Who wrote this?

Nov 09, 2011 19:44


John Stuart Mill.

This has changed since 1848 only in that the merchant has posted prices, and does not usually charge a different price to Lady Bountiful and to the shop-girl from down the street; but coupons have much the same effect.

For years, you could get the local cider in half-gallons at two stores across the street from each other; their prices differed by $2, and continued to do so. The situation has changed only because one company sold their store to new management, who ran it into the ground by not paying their suppliers; but it was stable before that (and the one that went out of business had the lower price).
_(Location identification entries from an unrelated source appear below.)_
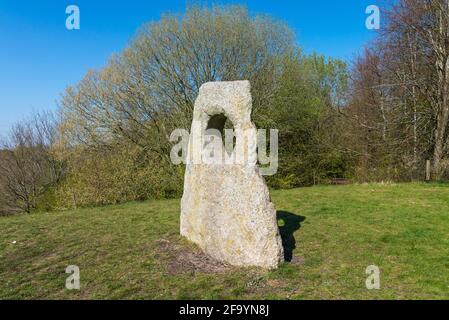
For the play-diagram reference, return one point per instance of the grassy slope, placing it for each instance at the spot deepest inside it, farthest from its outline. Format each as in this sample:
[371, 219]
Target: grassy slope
[337, 232]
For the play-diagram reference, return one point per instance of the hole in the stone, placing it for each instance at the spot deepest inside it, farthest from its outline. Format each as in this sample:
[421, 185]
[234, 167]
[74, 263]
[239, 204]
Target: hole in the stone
[220, 122]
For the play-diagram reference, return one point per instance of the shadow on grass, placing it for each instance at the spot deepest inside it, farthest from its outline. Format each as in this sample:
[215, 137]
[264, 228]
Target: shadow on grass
[292, 222]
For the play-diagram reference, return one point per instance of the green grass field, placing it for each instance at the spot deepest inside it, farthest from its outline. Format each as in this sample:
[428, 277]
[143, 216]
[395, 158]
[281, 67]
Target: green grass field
[331, 233]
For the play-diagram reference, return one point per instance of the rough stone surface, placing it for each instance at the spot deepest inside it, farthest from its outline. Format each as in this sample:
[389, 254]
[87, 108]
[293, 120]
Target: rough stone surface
[226, 208]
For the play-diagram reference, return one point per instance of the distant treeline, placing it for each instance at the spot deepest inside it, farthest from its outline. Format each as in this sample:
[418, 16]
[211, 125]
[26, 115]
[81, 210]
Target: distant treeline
[109, 141]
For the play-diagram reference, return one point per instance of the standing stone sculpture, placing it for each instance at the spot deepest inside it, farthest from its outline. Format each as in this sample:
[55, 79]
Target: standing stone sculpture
[226, 208]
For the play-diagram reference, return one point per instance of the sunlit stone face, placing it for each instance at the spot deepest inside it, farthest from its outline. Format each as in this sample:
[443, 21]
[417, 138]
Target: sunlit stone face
[226, 208]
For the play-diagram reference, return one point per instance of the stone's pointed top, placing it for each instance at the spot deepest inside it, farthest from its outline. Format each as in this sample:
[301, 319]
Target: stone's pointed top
[226, 209]
[231, 98]
[223, 85]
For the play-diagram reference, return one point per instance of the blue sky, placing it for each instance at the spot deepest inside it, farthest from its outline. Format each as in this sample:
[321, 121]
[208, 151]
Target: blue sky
[39, 57]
For another example, the library in which I type this sells two types of flash drives: ($10, capacity 2 Gb) and ($13, capacity 2 Gb, with a pretty logo of the Office of Information Technology in the school colors). I inquired, and found
  • This is not product differerentiation. They have sold one of the $13 flashdrives, and that was a time when they were out of the $10 ones.
  • OIT used to supply flashdrives, with their logo, all over campus for $13; when the Crunch came, two years ago, they told the library to get their own. The library found they could get plain flash drives cheaper; the $13 stock is what they have had for two years.
  • The student body appears to buy OIT. Presumably they don't know the library has the cheaper version.

In short, market forces work, when there is a market; but often there isn't one. Having a market requires transparency; which may explain why our loudest worshippers are generally opposed to transparency.